WASHINGTON— Tulsi Gabbard a démissionné vendredi de son poste de directrice du renseignement national du président Trump, affirmant qu’elle devait se retirer pendant que son mari luttait contre le cancer. Il est le quatrième membre du Cabinet à quitter le pouvoir au cours du deuxième mandat de Trump.
Dans sa lettre de démission, qu’elle a publiée sur les réseaux sociaux, Gabbard a déclaré qu’elle avait dit à Trump qu’elle quitterait ses fonctions le 30 juin.
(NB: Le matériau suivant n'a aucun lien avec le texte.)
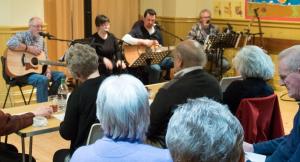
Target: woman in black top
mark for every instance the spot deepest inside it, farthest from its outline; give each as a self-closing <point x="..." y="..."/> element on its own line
<point x="107" y="47"/>
<point x="80" y="115"/>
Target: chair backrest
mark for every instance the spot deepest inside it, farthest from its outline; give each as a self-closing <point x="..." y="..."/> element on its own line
<point x="226" y="81"/>
<point x="96" y="132"/>
<point x="260" y="118"/>
<point x="153" y="89"/>
<point x="5" y="76"/>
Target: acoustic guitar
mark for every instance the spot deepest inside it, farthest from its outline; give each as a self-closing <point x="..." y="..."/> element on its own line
<point x="20" y="63"/>
<point x="138" y="55"/>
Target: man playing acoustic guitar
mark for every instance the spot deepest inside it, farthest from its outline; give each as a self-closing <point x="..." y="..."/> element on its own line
<point x="31" y="42"/>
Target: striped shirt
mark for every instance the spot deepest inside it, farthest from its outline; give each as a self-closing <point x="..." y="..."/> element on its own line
<point x="28" y="39"/>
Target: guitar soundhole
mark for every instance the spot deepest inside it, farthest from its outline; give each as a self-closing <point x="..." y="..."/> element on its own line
<point x="34" y="61"/>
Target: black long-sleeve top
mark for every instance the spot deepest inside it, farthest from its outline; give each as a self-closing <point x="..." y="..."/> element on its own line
<point x="108" y="48"/>
<point x="247" y="88"/>
<point x="80" y="113"/>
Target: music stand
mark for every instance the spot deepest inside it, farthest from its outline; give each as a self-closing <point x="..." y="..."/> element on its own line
<point x="215" y="45"/>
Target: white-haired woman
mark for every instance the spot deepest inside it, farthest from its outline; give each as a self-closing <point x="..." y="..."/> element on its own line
<point x="203" y="130"/>
<point x="82" y="62"/>
<point x="256" y="67"/>
<point x="123" y="111"/>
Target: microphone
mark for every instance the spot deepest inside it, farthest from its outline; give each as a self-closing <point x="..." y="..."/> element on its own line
<point x="48" y="35"/>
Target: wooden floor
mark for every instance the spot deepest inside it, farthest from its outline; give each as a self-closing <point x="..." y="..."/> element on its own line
<point x="44" y="146"/>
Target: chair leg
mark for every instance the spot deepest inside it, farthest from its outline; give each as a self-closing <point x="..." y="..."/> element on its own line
<point x="23" y="95"/>
<point x="30" y="95"/>
<point x="6" y="96"/>
<point x="6" y="137"/>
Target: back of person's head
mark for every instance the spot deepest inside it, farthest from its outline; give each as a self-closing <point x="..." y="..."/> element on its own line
<point x="252" y="61"/>
<point x="123" y="108"/>
<point x="33" y="19"/>
<point x="203" y="130"/>
<point x="101" y="19"/>
<point x="204" y="11"/>
<point x="149" y="11"/>
<point x="291" y="58"/>
<point x="191" y="53"/>
<point x="82" y="60"/>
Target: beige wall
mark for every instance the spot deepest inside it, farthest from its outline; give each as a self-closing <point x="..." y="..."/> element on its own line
<point x="176" y="8"/>
<point x="18" y="12"/>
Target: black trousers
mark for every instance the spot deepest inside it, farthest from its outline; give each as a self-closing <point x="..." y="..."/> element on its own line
<point x="61" y="155"/>
<point x="9" y="153"/>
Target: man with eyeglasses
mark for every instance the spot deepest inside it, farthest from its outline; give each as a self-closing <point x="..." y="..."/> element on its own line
<point x="286" y="148"/>
<point x="31" y="42"/>
<point x="202" y="29"/>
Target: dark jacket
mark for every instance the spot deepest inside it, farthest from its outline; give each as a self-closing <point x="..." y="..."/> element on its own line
<point x="247" y="88"/>
<point x="80" y="113"/>
<point x="192" y="85"/>
<point x="12" y="123"/>
<point x="282" y="149"/>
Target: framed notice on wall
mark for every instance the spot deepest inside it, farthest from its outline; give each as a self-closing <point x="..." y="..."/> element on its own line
<point x="286" y="10"/>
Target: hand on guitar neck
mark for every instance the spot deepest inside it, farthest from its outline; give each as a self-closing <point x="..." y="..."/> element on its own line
<point x="33" y="50"/>
<point x="148" y="42"/>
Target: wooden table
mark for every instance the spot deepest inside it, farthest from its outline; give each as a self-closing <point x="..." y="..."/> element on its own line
<point x="53" y="125"/>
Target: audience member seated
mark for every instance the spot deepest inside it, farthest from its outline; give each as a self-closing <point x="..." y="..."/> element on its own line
<point x="82" y="62"/>
<point x="255" y="67"/>
<point x="123" y="111"/>
<point x="12" y="123"/>
<point x="286" y="148"/>
<point x="204" y="130"/>
<point x="190" y="81"/>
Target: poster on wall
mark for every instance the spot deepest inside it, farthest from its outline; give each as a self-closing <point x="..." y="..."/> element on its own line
<point x="286" y="10"/>
<point x="233" y="9"/>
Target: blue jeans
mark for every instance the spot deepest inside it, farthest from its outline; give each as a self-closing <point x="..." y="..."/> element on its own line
<point x="155" y="69"/>
<point x="41" y="83"/>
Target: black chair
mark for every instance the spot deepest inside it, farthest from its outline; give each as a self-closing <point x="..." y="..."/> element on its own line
<point x="11" y="82"/>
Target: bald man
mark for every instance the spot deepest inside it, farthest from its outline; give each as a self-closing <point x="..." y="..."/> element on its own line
<point x="190" y="81"/>
<point x="31" y="42"/>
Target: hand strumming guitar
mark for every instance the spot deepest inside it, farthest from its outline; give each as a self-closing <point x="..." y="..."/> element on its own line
<point x="33" y="50"/>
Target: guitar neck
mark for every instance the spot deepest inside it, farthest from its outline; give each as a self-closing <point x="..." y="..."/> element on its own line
<point x="46" y="62"/>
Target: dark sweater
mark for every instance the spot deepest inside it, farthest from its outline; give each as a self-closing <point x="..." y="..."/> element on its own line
<point x="192" y="85"/>
<point x="282" y="149"/>
<point x="247" y="88"/>
<point x="106" y="48"/>
<point x="80" y="113"/>
<point x="12" y="123"/>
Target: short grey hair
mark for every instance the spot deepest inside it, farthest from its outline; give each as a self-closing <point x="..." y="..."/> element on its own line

Elle a déclaré que son mari avait récemment reçu un diagnostic de cancer des os et qu’il « serait confronté à des défis importants dans les semaines et les mois à venir ».
“En ce moment, je dois m’éloigner du service public pour être à ses côtés et le soutenir dans cette bataille”, a-t-il écrit dans la lettre rapportée par Fox News.
Dans sa publication sur les réseaux sociaux annonçant sa démission, Trump a déclaré: “Tulsi a fait un travail incroyable et elle nous manquera”. Il a déclaré que son adjoint, Aaron Lukas, deviendrait le directeur national de l’éducation.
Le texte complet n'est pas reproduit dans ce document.